Potential advantages for using metformin in older adults include that it is usually well-tolerated; GI adverse effects are typically dose-related and may be reduced with concurrent food intake. Metformin has a low likelihood of causing hypoglycemia as a single-drug treatment and causes less weight gain, both of which may be advantages for use in older adults. Its use may potentially delay the need for insulin, which may be difficult for older adults to administer and impact ability to live independently. Risk of metformin-associated lactic acidosis in this population may be reduced by routinely discontinuing it for anticipated changes in kidney function during acute illness and surgical procedures. Additional larger studies would be helpful to assess the benefits and risks of using metformin in older adults with type 2 diabetes.

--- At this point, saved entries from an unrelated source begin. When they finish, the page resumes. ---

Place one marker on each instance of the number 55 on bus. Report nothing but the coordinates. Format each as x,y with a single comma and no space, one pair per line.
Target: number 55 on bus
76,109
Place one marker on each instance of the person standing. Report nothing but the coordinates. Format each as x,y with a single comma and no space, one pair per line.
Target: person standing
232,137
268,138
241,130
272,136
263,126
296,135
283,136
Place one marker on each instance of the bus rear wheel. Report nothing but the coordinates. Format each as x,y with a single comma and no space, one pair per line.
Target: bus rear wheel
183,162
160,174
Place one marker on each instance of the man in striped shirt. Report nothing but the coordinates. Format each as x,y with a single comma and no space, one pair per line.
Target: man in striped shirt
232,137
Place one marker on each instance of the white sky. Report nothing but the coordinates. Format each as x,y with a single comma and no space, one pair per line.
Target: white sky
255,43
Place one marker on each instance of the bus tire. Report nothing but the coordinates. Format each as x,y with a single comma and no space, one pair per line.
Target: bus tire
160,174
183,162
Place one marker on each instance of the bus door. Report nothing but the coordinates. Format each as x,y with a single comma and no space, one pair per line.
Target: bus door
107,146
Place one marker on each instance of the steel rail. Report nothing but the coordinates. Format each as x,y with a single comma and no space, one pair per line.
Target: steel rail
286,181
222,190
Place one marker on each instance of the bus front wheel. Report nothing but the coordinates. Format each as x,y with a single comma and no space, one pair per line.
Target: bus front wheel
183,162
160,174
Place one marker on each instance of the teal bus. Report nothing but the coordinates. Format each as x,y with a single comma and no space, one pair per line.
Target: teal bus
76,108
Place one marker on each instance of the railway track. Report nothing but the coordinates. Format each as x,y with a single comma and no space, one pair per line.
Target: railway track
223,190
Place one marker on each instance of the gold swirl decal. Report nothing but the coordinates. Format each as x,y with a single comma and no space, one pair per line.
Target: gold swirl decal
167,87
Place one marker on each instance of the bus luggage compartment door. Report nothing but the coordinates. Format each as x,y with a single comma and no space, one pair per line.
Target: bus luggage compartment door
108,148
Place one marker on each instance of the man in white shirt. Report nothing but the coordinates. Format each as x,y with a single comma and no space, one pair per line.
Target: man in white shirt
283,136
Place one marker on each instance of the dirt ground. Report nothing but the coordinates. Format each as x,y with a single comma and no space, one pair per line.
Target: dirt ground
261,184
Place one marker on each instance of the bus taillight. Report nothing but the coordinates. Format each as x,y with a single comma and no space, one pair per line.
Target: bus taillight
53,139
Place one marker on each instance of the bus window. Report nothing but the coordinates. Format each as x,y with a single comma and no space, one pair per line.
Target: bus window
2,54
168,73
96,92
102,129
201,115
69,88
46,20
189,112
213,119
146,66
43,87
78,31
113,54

This study has several potential limitations of note. A single serum creatinine value was used to calculate creatinine clearance and eGFR, as some subjects only had one serum creatinine value during the study period; 6 subjects had no recorded serum creatinine during the study period. This may have led to over-estimation of CKD, as we were unable to determine whether serum creatinine values were stable for ≥3 months. However, prescribing clinicians and pharmacists are more likely to use the most current serum creatinine value to guide clinical decision-making. Another limitation is that the study sample may not be representative of the general population in the United States with a greater number of Asian and Pacific Islanders who live in the Seattle area. This may under-estimate the prevalence of CKD as calculated by the MDRD and CKD-EPI equations. Lactic acidosis was not evaluated as an outcome due to difficulty identifying true metformin-associated lactic acidosis in a retrospective electronic medical record review as well as the rare frequency of metformin-associated lactic acidosis.

Despite the study’s limitations, we found a high CKD prevalence in older adults aged ≥65 years who were prescribed metformin for type 2 diabetes. CKD prevalence differed by the estimating equation used, but metformin was potentially inappropriately prescribed in a large proportion of this study population. The discrepancy between estimated kidney function calculated by the Cockcroft-Gault equation, the abbreviated MDRD Study equation and the CKD-EPI equation highlights the need for better methods to easily and accurately evaluate kidney function in the clinical practice setting with results readily available to all providers, including pharmacists. Prescribing clinicians and pharmacists may use different equations to estimate kidney function, which affects prescribing practices and evaluation of medication safety. Systems changes may also be useful to help clinicians and pharmacists determine when it is appropriate to prescribe metformin for those with CKD, especially in older adults. Possible future studies would include a longitudinal assessment of this population’s kidney function and lactic acidosis events, as well as comparing kidney function measurements with older adults taking other diabetes medications.

Conclusions

The estimated prevalence of CKD was 31.4% in this study population of older adults prescribed metformin for type 2 diabetes mellitus, which raises the possibility of potentially inappropriate metformin use. The Cockcroft-Gault equation identified more subjects as having CKD than the abbreviated MDRD or CKD-EPI equations. This discrepancy emphasizes the need for an accurate and readily available method to easily determine kidney function of older adults in clinical practice settings. These differences in estimated kidney function may lead to disagreements between prescribing clinicians and clinical pharmacists in determining safety of metformin use.